Day 9 – Back on Track!

Hey ya’ll! I’m feeling good today. Yesterday was pretty successful. It really lifted a weight off of my shoulders to confess, into the blogosphere, my cheating rampage on Monday. I felt empowered afterwards. Like, hah, I confronted the demon…now let’s rock it’s world!!

Like I said, yesterday was pretty successful…and I did really well staying on track.

Breakfast: Almonds
Mid-Morning Snack: Orange
Lunch: Tilapia & an apple with peanut butter
Mid-Afternoon Snack: Banana
Dinner: Subway – chicken breast on whole grain bread with no cheese and no dressing.
Evening Snack: 94% Fat Free Popcorn

So – not perfect…but not too bad either! 🙂

I almost got chips at Subway to satisfy my need for crunchy food. But then I remembered I had popcorn at home and I’d rather have that anyway! You can eat so much more for not as many calories, it’s wonderful! haha.
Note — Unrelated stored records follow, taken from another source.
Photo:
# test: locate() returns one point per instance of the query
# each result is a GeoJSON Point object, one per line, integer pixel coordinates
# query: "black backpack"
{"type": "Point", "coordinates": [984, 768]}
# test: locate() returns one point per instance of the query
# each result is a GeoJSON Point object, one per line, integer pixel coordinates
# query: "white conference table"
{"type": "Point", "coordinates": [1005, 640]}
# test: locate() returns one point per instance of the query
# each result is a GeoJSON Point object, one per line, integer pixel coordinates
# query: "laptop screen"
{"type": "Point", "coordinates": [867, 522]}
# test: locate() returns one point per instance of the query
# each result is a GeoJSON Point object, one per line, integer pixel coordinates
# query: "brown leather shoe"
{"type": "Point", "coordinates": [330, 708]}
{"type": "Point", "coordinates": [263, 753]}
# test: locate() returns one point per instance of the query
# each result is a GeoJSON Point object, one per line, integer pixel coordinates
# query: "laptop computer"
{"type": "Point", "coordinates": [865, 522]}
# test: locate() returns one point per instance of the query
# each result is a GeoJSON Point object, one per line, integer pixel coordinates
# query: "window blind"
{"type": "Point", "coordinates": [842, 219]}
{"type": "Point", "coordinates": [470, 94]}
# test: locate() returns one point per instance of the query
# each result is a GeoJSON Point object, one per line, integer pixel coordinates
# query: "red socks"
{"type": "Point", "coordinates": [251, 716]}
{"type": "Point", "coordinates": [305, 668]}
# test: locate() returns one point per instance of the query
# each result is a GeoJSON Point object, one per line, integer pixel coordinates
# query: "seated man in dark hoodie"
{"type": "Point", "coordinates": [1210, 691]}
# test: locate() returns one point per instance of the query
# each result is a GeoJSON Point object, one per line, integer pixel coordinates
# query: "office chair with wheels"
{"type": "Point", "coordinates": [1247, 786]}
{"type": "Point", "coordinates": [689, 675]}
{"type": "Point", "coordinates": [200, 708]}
Today, I have edamame waiting for me in the freezer and had almonds for breakfast this morning. Now, I realize that almonds might not be quite enough of a breakfast. But, it’s a start. I usually don’t eat breakfast…so I’m starting where I can and I’ll build on that.

My eating is back on track…but my exercise is not so much. It’s really hard to work it in! Ugh. I didn’t go running last night like I had planned because I was really tired after teaching Kosama for 2 hours. So…I got Subway and went home to catch up on my DVR recordings before bed. haha. I won’t be able to run today either because I taught class at 5am & 6:10am, can’t go at lunch because then I’d be all sweaty…gross, and I have class from 5-9:30pm tonight. I’m tired just thinking about it!

All I see in that last paragraph are excuses, I know. I’m still struggling with balance between overcommitting to others and committing to myself. Small steps. Focusing on food now and then will add in the running committment slowly but surely. If it stays nice outside, maybe I’ll go on a walk for my afternoon break. That’d be super! 🙂

No food pictures today, but here’s more motivation!

Make good choices.





Day 8 – Eat Clean Meltdown…

So yesterday…wasn’t my best day in this eating clean journey. I started out pretty strong…with a banana, handful of almonds, and a scoop of peanut butter. Had greek yogurt for my mid morning snack and lunch was tilapia from Sunday night with grapes. And that’s where the good news ends.

I went to the doctor yesterday morning because I’ve been having back problems for a while now. I have a pulled muscle in my back between the ribs and not allowed to do upper body weights or workouts for 3-4 weeks. Anything that makes it hurt…stop doing. Well that’s going to be difficult, because everything makes it hurt! It’s in the worst spot possible, mid back (thoracic) right where you would turn or breathe, or do anything besides sleep. Which – that is uncomfortable too. So, now I’m icing it and sleeping on my right side…which I don’t like! I’m a left side sleep…just am. haha.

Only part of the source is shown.